# Recording software for a novice



## keefsdad (Feb 7, 2006)

A novice at recording on my own computer, that is. 
Can anyone recommend an interface with software included to get me started? I'm on a pretty low budget.


----------



## Andy (Sep 23, 2007)

www.reaper.fm

Downloads as a free, unlimited trial -- there's no difference between the free download and a licensed version, other than feeling guilty for not buying.

MUCH better than Audacity, IMO -- comes with some excellent plug-ins.


----------



## keefsdad (Feb 7, 2006)

Any interfaces you would recommend?


----------



## Rattlesnake (Jul 20, 2006)

*hmmm...*

I use the PreSonus Firebox...problem is that puppy was over $400 after taxes...It does however come with the Cubase recording sofware program...My opinion, money well spent


----------



## bagpipe (Sep 19, 2006)

I use one these. It plugs into a PCI slot in your PC. The external boxes which connect via USB/Firewire seem to be more popular these days (probably because you dont have to hack into your PC).

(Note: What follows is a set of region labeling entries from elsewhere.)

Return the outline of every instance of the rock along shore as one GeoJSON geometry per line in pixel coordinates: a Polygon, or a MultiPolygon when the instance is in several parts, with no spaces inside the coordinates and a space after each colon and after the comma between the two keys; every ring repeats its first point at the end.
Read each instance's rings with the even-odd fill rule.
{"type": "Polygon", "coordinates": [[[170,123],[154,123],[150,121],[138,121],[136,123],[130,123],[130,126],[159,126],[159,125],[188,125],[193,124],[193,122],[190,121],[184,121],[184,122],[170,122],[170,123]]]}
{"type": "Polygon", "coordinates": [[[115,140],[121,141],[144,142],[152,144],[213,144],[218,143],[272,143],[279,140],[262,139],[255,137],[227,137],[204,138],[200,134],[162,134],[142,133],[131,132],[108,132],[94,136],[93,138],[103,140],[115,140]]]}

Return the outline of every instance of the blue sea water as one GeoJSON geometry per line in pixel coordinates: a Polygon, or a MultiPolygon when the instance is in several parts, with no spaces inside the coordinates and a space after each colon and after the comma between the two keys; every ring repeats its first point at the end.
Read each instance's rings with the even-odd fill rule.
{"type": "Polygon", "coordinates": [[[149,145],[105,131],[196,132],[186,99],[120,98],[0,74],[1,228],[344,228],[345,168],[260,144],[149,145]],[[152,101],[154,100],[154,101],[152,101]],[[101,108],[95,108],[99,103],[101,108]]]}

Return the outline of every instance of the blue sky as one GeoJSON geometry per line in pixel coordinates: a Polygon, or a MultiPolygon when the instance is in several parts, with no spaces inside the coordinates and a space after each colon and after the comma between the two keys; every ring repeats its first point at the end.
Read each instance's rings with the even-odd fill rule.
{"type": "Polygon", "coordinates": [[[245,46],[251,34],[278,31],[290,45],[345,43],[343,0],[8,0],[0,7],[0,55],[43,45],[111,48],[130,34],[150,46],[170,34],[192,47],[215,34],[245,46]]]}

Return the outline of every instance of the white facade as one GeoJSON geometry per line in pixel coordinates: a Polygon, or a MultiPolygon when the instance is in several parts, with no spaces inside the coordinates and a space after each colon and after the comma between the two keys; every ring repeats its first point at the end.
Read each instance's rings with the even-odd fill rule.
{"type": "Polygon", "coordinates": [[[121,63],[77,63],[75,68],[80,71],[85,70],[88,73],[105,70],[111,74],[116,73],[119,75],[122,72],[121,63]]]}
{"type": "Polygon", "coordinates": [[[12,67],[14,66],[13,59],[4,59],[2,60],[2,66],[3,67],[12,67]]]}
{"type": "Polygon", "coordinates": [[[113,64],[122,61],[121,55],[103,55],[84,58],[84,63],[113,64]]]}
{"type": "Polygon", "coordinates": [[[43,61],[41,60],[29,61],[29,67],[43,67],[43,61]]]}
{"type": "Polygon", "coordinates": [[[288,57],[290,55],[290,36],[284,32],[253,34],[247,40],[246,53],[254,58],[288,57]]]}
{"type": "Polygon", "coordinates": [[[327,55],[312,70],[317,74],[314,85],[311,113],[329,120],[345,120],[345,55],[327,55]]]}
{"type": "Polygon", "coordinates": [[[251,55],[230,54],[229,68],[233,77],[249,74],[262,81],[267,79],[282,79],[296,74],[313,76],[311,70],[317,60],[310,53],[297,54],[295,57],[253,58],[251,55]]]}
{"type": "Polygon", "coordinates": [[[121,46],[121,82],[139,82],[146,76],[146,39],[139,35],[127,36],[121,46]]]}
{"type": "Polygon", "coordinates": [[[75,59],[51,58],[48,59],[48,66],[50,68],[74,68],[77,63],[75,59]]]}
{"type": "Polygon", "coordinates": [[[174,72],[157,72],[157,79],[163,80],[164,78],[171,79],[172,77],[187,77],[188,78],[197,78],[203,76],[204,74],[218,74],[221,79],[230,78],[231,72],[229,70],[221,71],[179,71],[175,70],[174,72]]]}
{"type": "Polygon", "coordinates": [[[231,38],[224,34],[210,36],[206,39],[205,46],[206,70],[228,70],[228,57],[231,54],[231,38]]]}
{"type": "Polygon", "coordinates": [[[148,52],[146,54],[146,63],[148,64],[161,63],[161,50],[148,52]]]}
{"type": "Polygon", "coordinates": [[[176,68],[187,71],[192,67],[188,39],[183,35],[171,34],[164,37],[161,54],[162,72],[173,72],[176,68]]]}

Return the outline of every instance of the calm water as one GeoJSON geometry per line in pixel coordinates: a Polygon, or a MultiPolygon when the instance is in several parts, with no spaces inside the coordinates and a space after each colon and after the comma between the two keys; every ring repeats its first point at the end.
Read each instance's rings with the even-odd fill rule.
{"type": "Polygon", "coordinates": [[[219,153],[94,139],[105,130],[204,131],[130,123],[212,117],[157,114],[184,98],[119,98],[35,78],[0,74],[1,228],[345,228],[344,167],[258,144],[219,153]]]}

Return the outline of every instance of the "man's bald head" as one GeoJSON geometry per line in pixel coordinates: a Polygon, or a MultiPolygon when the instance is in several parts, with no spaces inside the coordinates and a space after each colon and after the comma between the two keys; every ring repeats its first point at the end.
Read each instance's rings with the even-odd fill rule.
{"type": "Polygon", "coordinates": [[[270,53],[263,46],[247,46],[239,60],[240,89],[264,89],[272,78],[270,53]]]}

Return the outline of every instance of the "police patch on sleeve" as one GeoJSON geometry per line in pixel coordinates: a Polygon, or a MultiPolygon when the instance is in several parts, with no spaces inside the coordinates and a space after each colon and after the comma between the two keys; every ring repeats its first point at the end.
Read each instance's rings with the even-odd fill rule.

This M-Audio soundcard works great for me (and I also endorse the Reaper recommendation made earlier) and its pretty cheap:

http://www.studica.com/products/product_detail.cfm?productid=5138


----------



## foghorn99 (Apr 28, 2008)

This might sound really arcane to the sound purists out there, but grab an SM57 and use a Hi-Lo impedance transformer, adapted down via 1/4" to 1/8" adapter and cable directly into your laptop. 

Badda-bing: turn on either Audacity or Reaper to capture the 'Audio In' and away you go.

Note: Don't forget to set a 'click track' first, however. It will save you time instead of trying to perfect every attempt front-to-back of that 3-minute song that you want to record. 

Life's short.....focus on knowing how to edit-cut-paste.

There...that should keep you busy for a while 

Peace always....


----------



## keefsdad (Feb 7, 2006)

Andy said:


> www.reaper.fm
> 
> Downloads as a free, unlimited trial -- there's no difference between the free download and a licensed version, other than feeling guilty for not buying.
> 
> MUCH better than Audacity, IMO -- comes with some excellent plug-ins.


Not free anymore, according to the website.


----------



## Andy (Sep 23, 2007)

keefsdad said:


> Not free anymore, according to the website.


It installs in an unlimited demo period -- absolutely no limitations as compared to the licensed version. Seriously, it's good enough that I haven't used the free copy of Cubase I received with my A/D/A box. I wouldn't touch Audacity after using Reaper.


----------



## lbrown1 (Mar 22, 2007)

when I used to use a PC - I used a Fastrack Maudio interface - via USB - it worked pretty well - aside from lag issues - but that was only an issue if you were recording along to a backing track or trying to monitor via the computer speakers. I also used Cubase SE......in my opinion - too complex for the average home recording amateur.

since I went MAC - Garage Band has made it dead simple. It receives the feed directly from my POD XT (or you can mic an amp and plug it right into the line in connector on the MAC - or just plug the guitar itself right into the line in connector.

garage band is incredibly simple to use - and very effective...easy to drag in songs (i.e. backing tracks) from itunes and record yourself playing along - or create songs on your own by using the included loops


----------